For blue teens, a
computer game may provide an alternative to in-person counseling, research workers
In a multicenter trial in
New Zealand, playing the cognitive behavioral video game SPARX at home was
Noninferior to clinical counselling that is usual with regards to progress in
Scores, Sally Merry, MD, of colleagues, and the University of Auckland reported
online in BMJ.
“The results are more
Striking if it is considered that SPARX was totally a self-help
resource,” they wrote. “The only contact using a clinician was at
Recruiting, and the sole input from health professionals throughout the lessons of
treatment proved to be a brief phone call after having a month.”
Less than a fifth of youthful
Individuals with depressive disorder are treated, the researchers said, partly
because young people
May be unwilling to find help that is traditional.
Being able to have therapy
on the computer, however, may offer a potential way to appeal to today’s
“digital natives,” they wrote.
So to assess whether
SPARX (Smart, Positive, Active, Realistic, X-factor ideas) could reduce
depressive symptoms in adolescents who sought help compared with regular
A randomized controlled trial was conducted by treatment, the researchers at 24
primary healthcare sites in New Zealand, which included school-based counselling
General, youth clinics, and services practices.
A total of 187 teens
Ages 12 to 19 who sought help but had no significant threat of self harm
were registered, and 168 completed 3 months of follow up.
The game is established as an
interactive fantasy in which the user picks an avatar which is charged with restoring
Equilibrium in a word dominated by “gloomy negative automatic thoughts.”
Cognitive behavioral therapy is given during those challenges via a guide
Who provides education, places the game into context, estimates disposition, and sets and
Screens real life challenges.
The player usually spends
20 to 40 minutes on each of seven modules, delivered over 4 to 7 weeks.
Standard care was in-person
Counselling delivered by trained counselors and clinical psychologists.
Merry and, overall
Co-workers found that SPARX was noninferior to treatment as usual.

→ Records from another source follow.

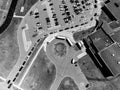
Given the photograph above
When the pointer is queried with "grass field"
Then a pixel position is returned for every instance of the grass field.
(41, 74)
(9, 50)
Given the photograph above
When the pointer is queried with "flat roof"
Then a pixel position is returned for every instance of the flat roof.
(111, 57)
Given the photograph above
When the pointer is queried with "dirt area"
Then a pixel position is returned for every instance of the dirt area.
(9, 50)
(41, 74)
(27, 4)
(82, 34)
(68, 84)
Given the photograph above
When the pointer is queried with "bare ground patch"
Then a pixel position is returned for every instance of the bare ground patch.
(9, 50)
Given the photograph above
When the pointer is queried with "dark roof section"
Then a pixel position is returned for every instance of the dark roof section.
(114, 8)
(111, 57)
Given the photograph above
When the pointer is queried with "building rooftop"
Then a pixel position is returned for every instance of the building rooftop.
(111, 57)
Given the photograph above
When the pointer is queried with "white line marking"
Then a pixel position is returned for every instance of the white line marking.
(2, 78)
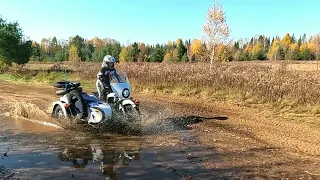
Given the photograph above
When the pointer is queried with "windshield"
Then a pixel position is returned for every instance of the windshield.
(118, 77)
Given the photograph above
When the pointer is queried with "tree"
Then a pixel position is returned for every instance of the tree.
(314, 45)
(157, 54)
(215, 30)
(257, 52)
(74, 54)
(305, 52)
(144, 52)
(79, 43)
(195, 48)
(181, 48)
(135, 51)
(13, 46)
(185, 58)
(276, 52)
(286, 41)
(223, 53)
(293, 53)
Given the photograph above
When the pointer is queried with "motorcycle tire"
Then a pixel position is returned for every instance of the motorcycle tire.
(83, 110)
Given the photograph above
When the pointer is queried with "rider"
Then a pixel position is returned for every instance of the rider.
(103, 80)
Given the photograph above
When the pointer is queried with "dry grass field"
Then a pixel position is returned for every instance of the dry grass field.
(280, 84)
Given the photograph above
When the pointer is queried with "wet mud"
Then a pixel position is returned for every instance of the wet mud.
(173, 145)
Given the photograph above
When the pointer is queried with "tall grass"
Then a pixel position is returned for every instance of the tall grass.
(264, 83)
(256, 82)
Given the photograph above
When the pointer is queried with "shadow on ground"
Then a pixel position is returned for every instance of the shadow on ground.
(173, 124)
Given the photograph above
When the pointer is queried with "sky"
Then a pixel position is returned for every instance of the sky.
(157, 21)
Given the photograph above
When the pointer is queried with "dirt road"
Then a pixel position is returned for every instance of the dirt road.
(183, 139)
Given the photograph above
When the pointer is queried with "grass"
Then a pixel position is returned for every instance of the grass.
(277, 86)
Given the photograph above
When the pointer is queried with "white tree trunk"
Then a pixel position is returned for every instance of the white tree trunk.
(211, 58)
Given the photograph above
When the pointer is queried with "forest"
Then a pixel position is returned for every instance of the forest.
(15, 47)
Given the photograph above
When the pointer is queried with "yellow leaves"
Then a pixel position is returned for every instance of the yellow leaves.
(257, 48)
(179, 41)
(294, 46)
(97, 43)
(215, 29)
(248, 48)
(195, 47)
(73, 54)
(124, 54)
(274, 49)
(34, 43)
(286, 41)
(171, 56)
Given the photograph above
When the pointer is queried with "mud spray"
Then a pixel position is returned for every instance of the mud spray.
(154, 121)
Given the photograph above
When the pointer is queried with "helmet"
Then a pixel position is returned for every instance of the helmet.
(108, 61)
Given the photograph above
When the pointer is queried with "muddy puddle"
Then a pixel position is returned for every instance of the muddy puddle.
(35, 151)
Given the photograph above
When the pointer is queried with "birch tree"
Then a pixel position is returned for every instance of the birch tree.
(215, 30)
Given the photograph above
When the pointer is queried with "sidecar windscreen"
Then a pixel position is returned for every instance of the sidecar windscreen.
(118, 77)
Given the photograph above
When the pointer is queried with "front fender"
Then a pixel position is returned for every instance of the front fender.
(128, 102)
(59, 103)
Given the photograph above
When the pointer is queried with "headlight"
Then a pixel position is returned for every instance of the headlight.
(126, 93)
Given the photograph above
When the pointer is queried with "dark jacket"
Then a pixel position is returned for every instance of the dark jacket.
(105, 75)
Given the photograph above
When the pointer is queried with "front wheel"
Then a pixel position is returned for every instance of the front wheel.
(132, 113)
(58, 113)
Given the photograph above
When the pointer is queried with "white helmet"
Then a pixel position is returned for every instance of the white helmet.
(108, 61)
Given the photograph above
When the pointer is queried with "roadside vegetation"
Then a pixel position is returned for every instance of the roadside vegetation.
(179, 68)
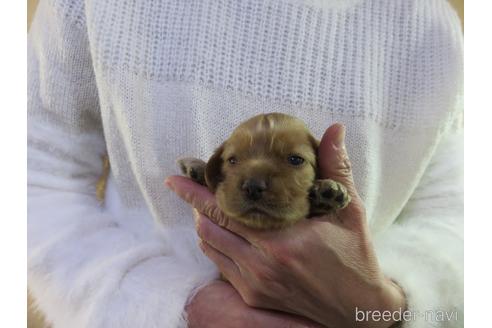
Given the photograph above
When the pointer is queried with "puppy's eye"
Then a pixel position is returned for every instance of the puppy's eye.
(295, 160)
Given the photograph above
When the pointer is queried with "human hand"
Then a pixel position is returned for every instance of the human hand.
(220, 305)
(323, 268)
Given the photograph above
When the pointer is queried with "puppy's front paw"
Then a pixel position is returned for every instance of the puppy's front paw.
(328, 195)
(193, 168)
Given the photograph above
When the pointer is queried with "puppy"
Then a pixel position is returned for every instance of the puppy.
(265, 174)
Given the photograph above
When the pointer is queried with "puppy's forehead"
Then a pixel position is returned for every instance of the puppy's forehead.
(268, 133)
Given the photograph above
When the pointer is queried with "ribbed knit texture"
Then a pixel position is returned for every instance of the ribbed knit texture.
(151, 81)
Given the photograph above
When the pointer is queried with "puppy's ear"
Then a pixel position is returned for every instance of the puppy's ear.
(213, 170)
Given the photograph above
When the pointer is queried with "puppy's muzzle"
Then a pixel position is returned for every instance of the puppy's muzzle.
(254, 188)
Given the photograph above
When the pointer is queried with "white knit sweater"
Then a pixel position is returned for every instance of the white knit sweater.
(150, 81)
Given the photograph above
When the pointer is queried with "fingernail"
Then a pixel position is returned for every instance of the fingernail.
(339, 138)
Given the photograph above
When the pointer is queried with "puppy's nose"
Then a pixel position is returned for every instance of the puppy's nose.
(254, 188)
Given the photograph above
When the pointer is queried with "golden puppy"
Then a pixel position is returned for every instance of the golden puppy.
(265, 174)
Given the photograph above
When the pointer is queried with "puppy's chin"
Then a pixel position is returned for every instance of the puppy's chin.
(261, 217)
(258, 219)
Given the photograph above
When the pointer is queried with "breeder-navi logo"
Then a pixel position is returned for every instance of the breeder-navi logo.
(407, 315)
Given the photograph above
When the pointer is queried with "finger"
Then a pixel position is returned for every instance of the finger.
(226, 242)
(204, 201)
(335, 164)
(226, 266)
(333, 158)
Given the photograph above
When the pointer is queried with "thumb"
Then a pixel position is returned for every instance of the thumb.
(333, 158)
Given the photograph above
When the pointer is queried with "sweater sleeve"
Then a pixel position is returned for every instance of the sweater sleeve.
(423, 250)
(86, 268)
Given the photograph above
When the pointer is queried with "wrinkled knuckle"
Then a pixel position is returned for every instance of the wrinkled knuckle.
(283, 255)
(265, 275)
(252, 298)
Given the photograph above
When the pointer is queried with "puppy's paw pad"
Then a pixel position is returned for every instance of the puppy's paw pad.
(332, 195)
(193, 168)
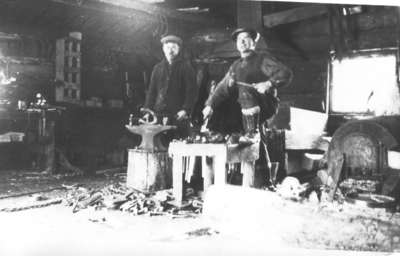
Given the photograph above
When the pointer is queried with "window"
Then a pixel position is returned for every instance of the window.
(365, 83)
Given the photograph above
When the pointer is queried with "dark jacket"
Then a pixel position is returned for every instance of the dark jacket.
(258, 67)
(172, 88)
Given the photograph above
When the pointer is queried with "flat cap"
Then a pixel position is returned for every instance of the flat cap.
(171, 39)
(252, 32)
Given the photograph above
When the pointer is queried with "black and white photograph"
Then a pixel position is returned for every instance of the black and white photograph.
(199, 127)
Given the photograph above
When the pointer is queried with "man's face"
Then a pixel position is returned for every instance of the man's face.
(171, 50)
(244, 42)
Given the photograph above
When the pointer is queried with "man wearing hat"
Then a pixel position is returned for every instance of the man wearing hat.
(172, 90)
(253, 80)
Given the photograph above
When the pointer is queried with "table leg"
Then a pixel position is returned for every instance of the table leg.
(248, 171)
(219, 170)
(177, 172)
(207, 171)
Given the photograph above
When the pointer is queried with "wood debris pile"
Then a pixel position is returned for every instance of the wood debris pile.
(119, 197)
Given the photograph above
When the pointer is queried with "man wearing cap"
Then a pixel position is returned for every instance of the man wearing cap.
(253, 80)
(172, 90)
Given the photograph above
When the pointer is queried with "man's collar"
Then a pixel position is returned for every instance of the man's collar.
(250, 54)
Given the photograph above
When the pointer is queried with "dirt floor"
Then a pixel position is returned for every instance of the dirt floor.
(238, 221)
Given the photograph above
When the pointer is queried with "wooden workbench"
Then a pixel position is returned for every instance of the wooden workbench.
(220, 154)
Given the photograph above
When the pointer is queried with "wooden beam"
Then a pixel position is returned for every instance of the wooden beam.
(148, 9)
(353, 2)
(293, 15)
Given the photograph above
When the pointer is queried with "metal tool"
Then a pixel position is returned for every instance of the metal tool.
(150, 132)
(204, 128)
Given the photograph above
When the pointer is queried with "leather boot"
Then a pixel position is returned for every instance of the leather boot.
(250, 127)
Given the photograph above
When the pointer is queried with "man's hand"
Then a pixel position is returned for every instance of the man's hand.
(263, 86)
(231, 82)
(181, 115)
(146, 117)
(207, 112)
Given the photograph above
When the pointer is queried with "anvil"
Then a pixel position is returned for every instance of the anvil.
(150, 134)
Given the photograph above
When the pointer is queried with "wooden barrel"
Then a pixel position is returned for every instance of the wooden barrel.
(149, 171)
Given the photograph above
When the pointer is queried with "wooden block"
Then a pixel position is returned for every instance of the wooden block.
(394, 159)
(220, 170)
(207, 171)
(248, 171)
(148, 171)
(237, 154)
(177, 172)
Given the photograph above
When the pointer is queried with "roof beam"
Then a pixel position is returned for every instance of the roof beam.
(293, 15)
(148, 9)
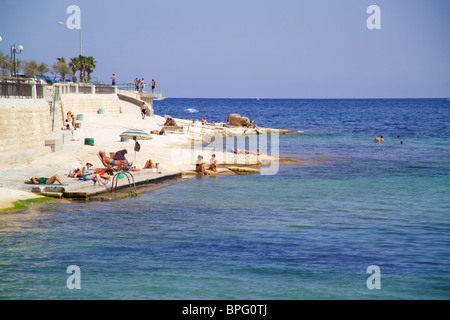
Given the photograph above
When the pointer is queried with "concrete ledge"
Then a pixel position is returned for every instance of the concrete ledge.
(55, 141)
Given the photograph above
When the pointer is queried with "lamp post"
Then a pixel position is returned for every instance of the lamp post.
(81, 37)
(15, 50)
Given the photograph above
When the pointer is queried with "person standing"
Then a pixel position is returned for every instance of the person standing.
(142, 85)
(136, 84)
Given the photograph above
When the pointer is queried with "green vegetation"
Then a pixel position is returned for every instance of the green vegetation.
(82, 65)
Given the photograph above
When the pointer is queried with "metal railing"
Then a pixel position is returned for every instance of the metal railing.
(116, 177)
(104, 89)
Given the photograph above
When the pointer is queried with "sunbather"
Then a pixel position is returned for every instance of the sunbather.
(169, 122)
(120, 155)
(160, 132)
(107, 161)
(91, 176)
(76, 173)
(43, 180)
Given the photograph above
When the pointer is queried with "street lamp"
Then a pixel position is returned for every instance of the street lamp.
(81, 51)
(15, 50)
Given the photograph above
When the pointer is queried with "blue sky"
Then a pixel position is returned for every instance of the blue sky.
(247, 48)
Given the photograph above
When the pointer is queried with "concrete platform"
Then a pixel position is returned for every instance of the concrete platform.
(77, 189)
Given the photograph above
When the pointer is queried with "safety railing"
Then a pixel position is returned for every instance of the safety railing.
(116, 178)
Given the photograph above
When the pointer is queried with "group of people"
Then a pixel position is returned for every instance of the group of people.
(139, 85)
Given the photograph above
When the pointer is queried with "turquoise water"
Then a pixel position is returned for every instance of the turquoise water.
(308, 232)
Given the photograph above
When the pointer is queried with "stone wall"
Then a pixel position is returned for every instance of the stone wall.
(24, 125)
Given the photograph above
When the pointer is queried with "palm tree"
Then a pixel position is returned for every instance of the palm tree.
(90, 66)
(61, 68)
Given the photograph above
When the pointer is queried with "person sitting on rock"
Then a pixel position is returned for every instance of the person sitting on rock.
(213, 163)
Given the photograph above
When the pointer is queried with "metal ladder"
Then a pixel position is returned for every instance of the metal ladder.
(128, 175)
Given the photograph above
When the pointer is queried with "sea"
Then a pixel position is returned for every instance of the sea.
(351, 219)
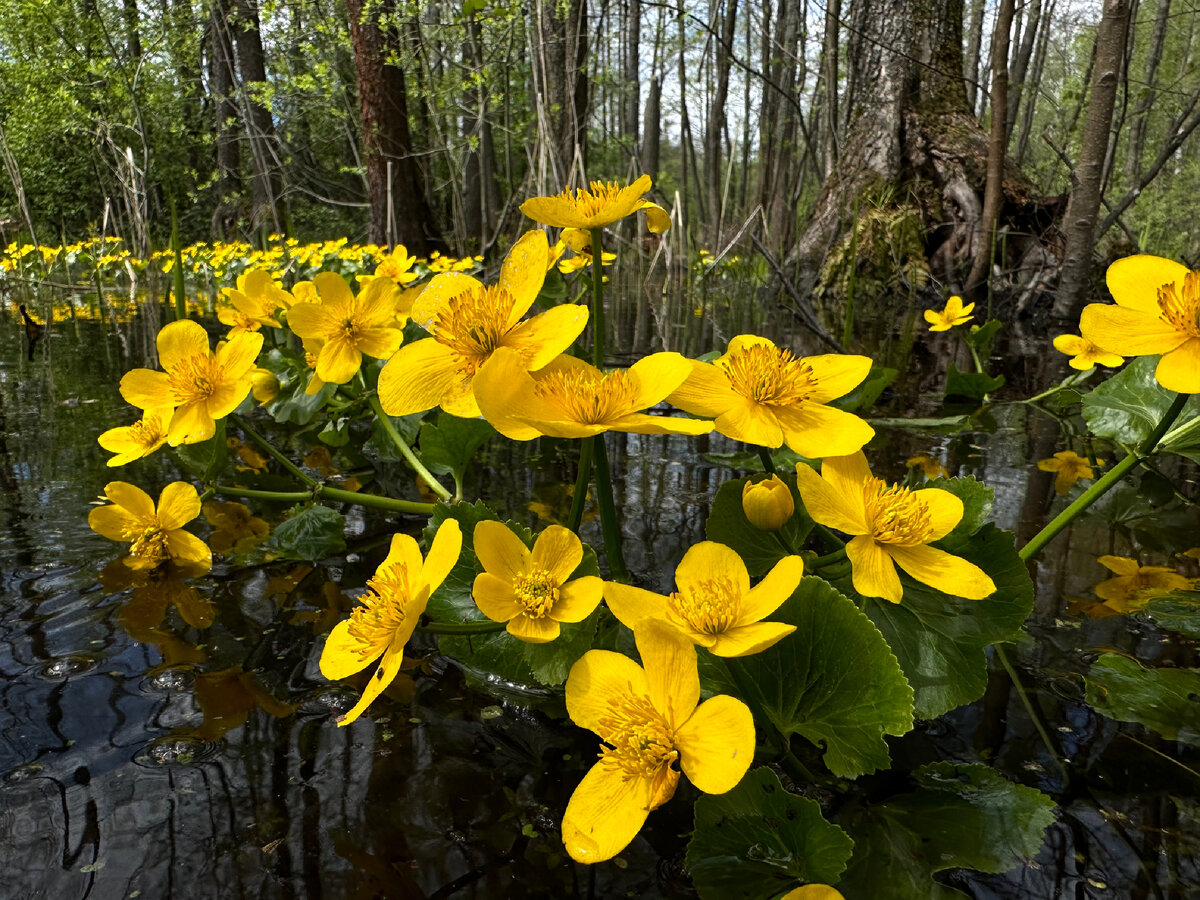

Colleagues and Merry found
that effectiveness of SPARX wasn’t related to gender, age, ethnicity, or placing,
But players who were depressed at baseline
Greater decrease with SPARX in depression scores than
They included that there were
no differences in adverse events that were potentially related to the intervention.
Even though the study was
Restricted because data on standard care weren’t as solid as had been hoped, the
researchers still concluded that SPARX “was at least as great as treatment
As usual in main healthcare sites in New Zealand would be cheaper and
easier to disseminate.”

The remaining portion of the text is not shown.